Durante seu discurso, a chefe da Cepal afirmou que estudos indicam que as empresas cooperativas têm maior nível de produtividade quando comparadas às empresas tradicionais com características semelhantes. “Isso se concretiza porque a participação democrática dos trabalhadores dentro da empresa contribui para proporcionar soluções mais eficazes para os desafios colocados pela aceleração das mudanças tecnológicas”, disse.

Alicia Bárcena lembrou que a América Latina e o Caribe, apesar de ter apenas 8,4% da população mundial, acumula 30% das mortes por causa do coronavírus em todo o mundo.

Ela ressaltou que a pandemia tem tido profundos impactos econômicos e sociais e exacerbou os problemas estruturais do nosso modelo de desenvolvimento, destacando os altos níveis de informalidade, pobreza e desigualdade na região.

A secretária executiva da Cepal disse que em 2020 a América Latina e o Caribe sofreram uma contração no número de pessoas empregadas de 9%, em comparação com a média global de 3,5%. A taxa de desemprego aumentou de 8% para 10,5% entre 2019 e 2020 e a Cepal estima um provável aumento este ano, chegando a 11%.

A crise também afetou desproporcionalmente mulheres, jovens e trabalhadores informais. “Estamos preocupados que em 2020 a participação do trabalho feminino caiu para 46,9%, uma regressão aos níveis de 2002 e a recuperação esperada para 2021 só atinge níveis semelhantes aos de 2008”, alertou Alicia Bárcena.

Ela acrescentou que a ajuda governamental tem servido para conter impactos ainda mais graves da pandemia. As transferências sociais de 32 países atingiram 326 milhões de pessoas, ou quase metade da população da região. Mas, mesmo assim, a taxa de pobreza atingirá 33,7% da população da região, enquanto a pobreza extrema terá atingido 12,5%. Isso significa que 209 milhões de pessoas vivem na pobreza e 78 milhões em extrema pobreza, alertou.

Alicia Bárcena reconheceu que os países enfrentam crescente pressão fiscal e endividamento. Por essa razão, destacou o trabalho conjunto entre a Cepal e o Governo da Costa Rica, país que detém a presidência da Cepal, para propor soluções multilaterais e instrumentos de financiamento inovadores para o desenvolvimento dos países da região, em sua maioria de renda média.

A secretária também ressaltou a urgência de melhorar o acesso às vacinas, como fator indispensável para a recuperação. Ela reiterou que há grandes assimemetrias nas taxas de vacinação entre países desenvolvidos e em desenvolvimento, mas também dentro da região, o que leva a Cepal a estimar que a América Latina e o Caribe não poderão vacinar 80% de sua população em 2021.

Nesse sentido, valorizou o apelo das Cooperativas das Américas para democratizar o acesso às vacinas e ressaltou que a Cepal, a pedido da Comunidade dos Estados da América Latina e do Caribe (Celac), está trabalhando com os países da região para implementar um Plano de Autossuficiência em Saúde com o objetivo de fortalecer as capacidades regionais de produção e distribuição de vacinas e medicamentos.

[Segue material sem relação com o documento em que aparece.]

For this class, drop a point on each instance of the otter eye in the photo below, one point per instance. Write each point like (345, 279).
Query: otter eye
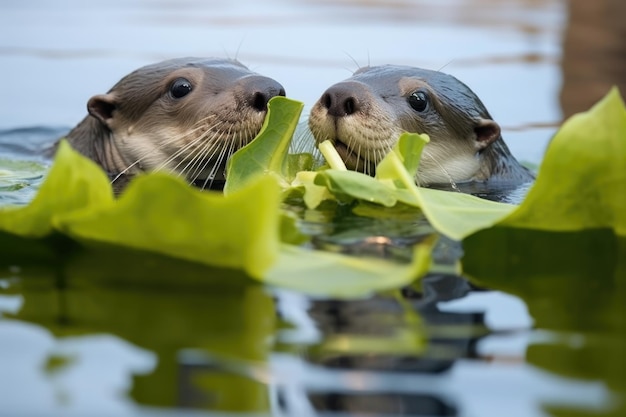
(180, 88)
(419, 101)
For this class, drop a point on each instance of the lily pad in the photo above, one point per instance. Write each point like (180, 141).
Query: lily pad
(73, 183)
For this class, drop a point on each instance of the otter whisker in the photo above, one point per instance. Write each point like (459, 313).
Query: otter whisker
(201, 125)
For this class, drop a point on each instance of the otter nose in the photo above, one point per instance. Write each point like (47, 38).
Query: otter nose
(343, 99)
(261, 90)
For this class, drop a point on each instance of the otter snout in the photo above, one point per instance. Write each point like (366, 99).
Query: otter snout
(344, 99)
(259, 90)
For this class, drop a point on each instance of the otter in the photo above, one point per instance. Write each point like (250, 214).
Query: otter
(185, 115)
(364, 116)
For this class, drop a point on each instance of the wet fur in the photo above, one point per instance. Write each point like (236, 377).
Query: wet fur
(138, 127)
(466, 144)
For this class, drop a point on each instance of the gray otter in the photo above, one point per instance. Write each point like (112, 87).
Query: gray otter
(364, 115)
(185, 115)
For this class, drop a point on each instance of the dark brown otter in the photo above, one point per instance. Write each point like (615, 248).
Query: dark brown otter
(185, 115)
(364, 115)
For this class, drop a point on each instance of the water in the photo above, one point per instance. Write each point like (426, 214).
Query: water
(93, 338)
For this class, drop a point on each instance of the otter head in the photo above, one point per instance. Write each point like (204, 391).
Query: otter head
(364, 116)
(184, 115)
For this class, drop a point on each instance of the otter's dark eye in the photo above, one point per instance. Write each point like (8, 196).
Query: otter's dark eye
(180, 88)
(419, 101)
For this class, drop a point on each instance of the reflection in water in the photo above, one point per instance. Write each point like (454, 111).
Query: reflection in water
(575, 288)
(594, 53)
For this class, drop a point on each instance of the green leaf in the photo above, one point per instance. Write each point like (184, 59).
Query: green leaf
(581, 183)
(163, 214)
(73, 183)
(267, 153)
(329, 274)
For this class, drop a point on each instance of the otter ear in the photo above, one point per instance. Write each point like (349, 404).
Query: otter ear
(486, 132)
(101, 107)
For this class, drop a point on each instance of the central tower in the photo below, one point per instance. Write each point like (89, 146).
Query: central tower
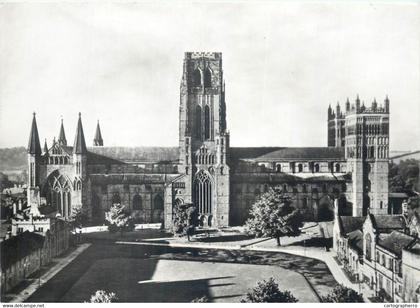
(203, 139)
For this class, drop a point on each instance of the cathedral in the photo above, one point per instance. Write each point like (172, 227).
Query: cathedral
(221, 181)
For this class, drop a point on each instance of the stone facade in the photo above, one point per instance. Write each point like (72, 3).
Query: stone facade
(222, 181)
(380, 252)
(34, 242)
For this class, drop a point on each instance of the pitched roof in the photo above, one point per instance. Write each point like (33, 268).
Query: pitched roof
(414, 248)
(355, 239)
(292, 153)
(79, 142)
(138, 154)
(388, 221)
(350, 223)
(62, 136)
(34, 147)
(18, 247)
(395, 242)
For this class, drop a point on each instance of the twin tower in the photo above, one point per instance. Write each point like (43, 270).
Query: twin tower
(364, 134)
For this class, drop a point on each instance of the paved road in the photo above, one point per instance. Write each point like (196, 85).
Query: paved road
(314, 271)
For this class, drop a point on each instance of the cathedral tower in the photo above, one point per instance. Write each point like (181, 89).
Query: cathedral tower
(34, 161)
(367, 154)
(203, 139)
(80, 166)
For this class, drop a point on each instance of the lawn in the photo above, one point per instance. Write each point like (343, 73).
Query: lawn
(153, 280)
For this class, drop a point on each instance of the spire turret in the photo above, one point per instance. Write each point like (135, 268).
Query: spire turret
(386, 104)
(34, 146)
(374, 105)
(62, 136)
(330, 114)
(338, 110)
(79, 141)
(98, 141)
(357, 103)
(45, 147)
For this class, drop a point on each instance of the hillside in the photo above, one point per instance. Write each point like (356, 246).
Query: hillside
(13, 159)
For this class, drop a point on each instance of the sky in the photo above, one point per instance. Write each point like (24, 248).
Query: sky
(284, 63)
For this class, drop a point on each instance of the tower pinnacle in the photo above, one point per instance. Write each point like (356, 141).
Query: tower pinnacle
(34, 146)
(98, 141)
(62, 136)
(79, 141)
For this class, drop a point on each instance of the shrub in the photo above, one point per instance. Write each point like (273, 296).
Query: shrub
(102, 296)
(268, 292)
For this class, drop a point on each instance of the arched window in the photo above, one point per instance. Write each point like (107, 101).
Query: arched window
(368, 246)
(202, 192)
(368, 186)
(207, 78)
(178, 202)
(300, 168)
(116, 199)
(57, 192)
(207, 122)
(158, 202)
(137, 202)
(198, 121)
(96, 207)
(197, 78)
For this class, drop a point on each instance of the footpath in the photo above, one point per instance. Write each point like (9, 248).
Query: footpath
(37, 282)
(269, 245)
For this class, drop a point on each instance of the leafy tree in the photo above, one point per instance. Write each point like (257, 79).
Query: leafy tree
(119, 219)
(4, 181)
(273, 216)
(404, 175)
(342, 294)
(268, 292)
(203, 299)
(102, 296)
(78, 218)
(185, 219)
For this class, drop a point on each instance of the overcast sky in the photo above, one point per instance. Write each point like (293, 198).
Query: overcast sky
(283, 64)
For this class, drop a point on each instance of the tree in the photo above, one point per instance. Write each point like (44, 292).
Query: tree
(342, 294)
(102, 296)
(273, 216)
(203, 299)
(268, 292)
(404, 175)
(185, 219)
(78, 218)
(119, 219)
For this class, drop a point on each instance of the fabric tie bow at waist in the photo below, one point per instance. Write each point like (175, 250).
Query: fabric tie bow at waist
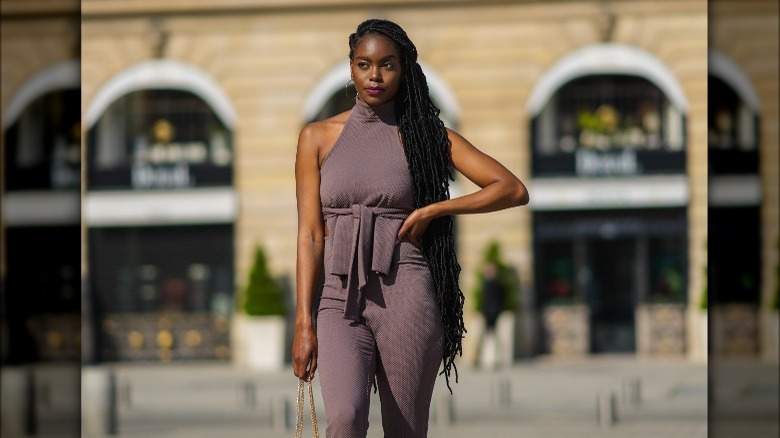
(361, 230)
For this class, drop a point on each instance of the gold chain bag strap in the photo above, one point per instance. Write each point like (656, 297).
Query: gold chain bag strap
(299, 409)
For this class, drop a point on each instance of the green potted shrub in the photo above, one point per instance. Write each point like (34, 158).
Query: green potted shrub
(259, 326)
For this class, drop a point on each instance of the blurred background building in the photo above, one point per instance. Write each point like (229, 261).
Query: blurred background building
(190, 113)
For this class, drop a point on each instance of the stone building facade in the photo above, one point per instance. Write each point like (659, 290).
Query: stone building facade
(600, 107)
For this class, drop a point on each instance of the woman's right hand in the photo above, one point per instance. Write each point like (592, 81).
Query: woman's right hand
(304, 354)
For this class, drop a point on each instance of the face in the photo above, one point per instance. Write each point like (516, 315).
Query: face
(376, 69)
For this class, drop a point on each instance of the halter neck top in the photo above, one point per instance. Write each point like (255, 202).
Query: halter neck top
(367, 164)
(366, 193)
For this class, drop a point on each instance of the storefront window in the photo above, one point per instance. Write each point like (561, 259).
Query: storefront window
(42, 148)
(157, 139)
(667, 269)
(608, 125)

Por fim, Alicia Bárcena reiterou o compromisso da Cepal em apoiar o trabalho das Cooperativas das Américas para fortalecer os sistemas cooperativos na região e disponibilizou ao setor cooperativo o esforço da Comissão Regional das Nações Unidas para fornecer uma análise oportuna e verdadeira do contexto econômico regional e global.

“Nosso compromisso é continuar trabalhando para fortalecer as instituições públicas e políticas voltadas para o setor, sempre pensando em um novo modelo de desenvolvimento focado na dignidade das pessoas”, concluiu.